It was dark humor and a tad disrespectful. But I was trying to be complimentary. Salinger, who was even more passionate about his privacy than his writing, had managed, at age 91, to die a legend in both areas.
That’s right, kids: This man actually tried not to be famous.
Salinger wrote one book that people talk about, one book above the handful of others he penned. It was called “The Catcher in the Rye.” Chances are you read it sometime during your adolescence.
If you’re in your 70s now, you might have read it on your own, as a rite of passage, a book that spoke to you of the angst and restlessness of youth.
If you’re in your 30s, 40s or 50s, you likely read it in high school, as an assignment.
If you’re in your 20s or younger, you might have studied it in English class, or maybe downloaded it to see what all the fuss was about.
“The Catcher in the Rye” spoke to a Cold War America about values, life and youthful identity. Its protagonist, Holden Caulfield, is a teenager expelled from prep school, and the book, told in his uniquely sad, caustic, sensitive voice, talks about dreams, phony people, distrusting adults and one day wanting to build “a little cabin somewhere with the dough I made and live there for the rest of my life” away from “stupid conversation with anybody.”
Which is exactly what Salinger did.
Now, it’s hard for the young to imagine a writer selling 60 million copies of a book and not wanting to do “The Catcher in the Rye, Part II” or “Catcher! The Video Game.” But Salinger, who had been ambitious as a young man, quickly lost his taste for it. After a while, he ordered his photo removed from copies of his book. He told his agent to burn all his fan mail. He eventually moved to the woods of New Hampshire, on a 90-acre spread, and resisted all attempts to contact him. His life became one big “No Trespassing” sign.
Ironically, that only made him more legendary. Reporters tried and inevitably failed to get an interview. Publishers tried and inevitably failed to entice him to put out more books.
And hearing that he died recently without ever giving in makes me admire him all the more. Salinger never swallowed this capitalize-on-your-fame command that Simon Cowell and YouTube have turned into an American birthright. He never even sold the movie rights to his most famous work. The more fuss people wanted to make, the less interested he was. The last written work to carry his name was in 1965. Then he stopped.

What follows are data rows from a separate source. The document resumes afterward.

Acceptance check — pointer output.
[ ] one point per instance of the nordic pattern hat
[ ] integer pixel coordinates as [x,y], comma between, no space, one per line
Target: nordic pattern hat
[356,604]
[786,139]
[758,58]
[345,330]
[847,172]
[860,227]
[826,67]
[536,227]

He was 46. Because of this, some people saw him as
nuts, a kook, a whack job. I didn’t. He never told anyone not to read his books. On the contrary. That’s all he wanted them to do.
On the other hand, many of us now think if you sing a song nicely, there needs to be a reality show about your life. You tell me. Who’s the crazy party?
Salinger once told a reporter he loved to write and continued to do it, but publishing was an invasion to him. “I write just for myself and my own pleasure,” he said.
If so, he is a truer artist than most. There’s a line that Holden Caulfield says in
the book. He says, “People always clap for the wrong things.”
Salinger wanted people to clap for the right things, his stories, not his private life, his interviews or the movie version of his work. I admired him for that. And every time I see a Paris Hilton story or an “American Idol” audition, I admire him even more.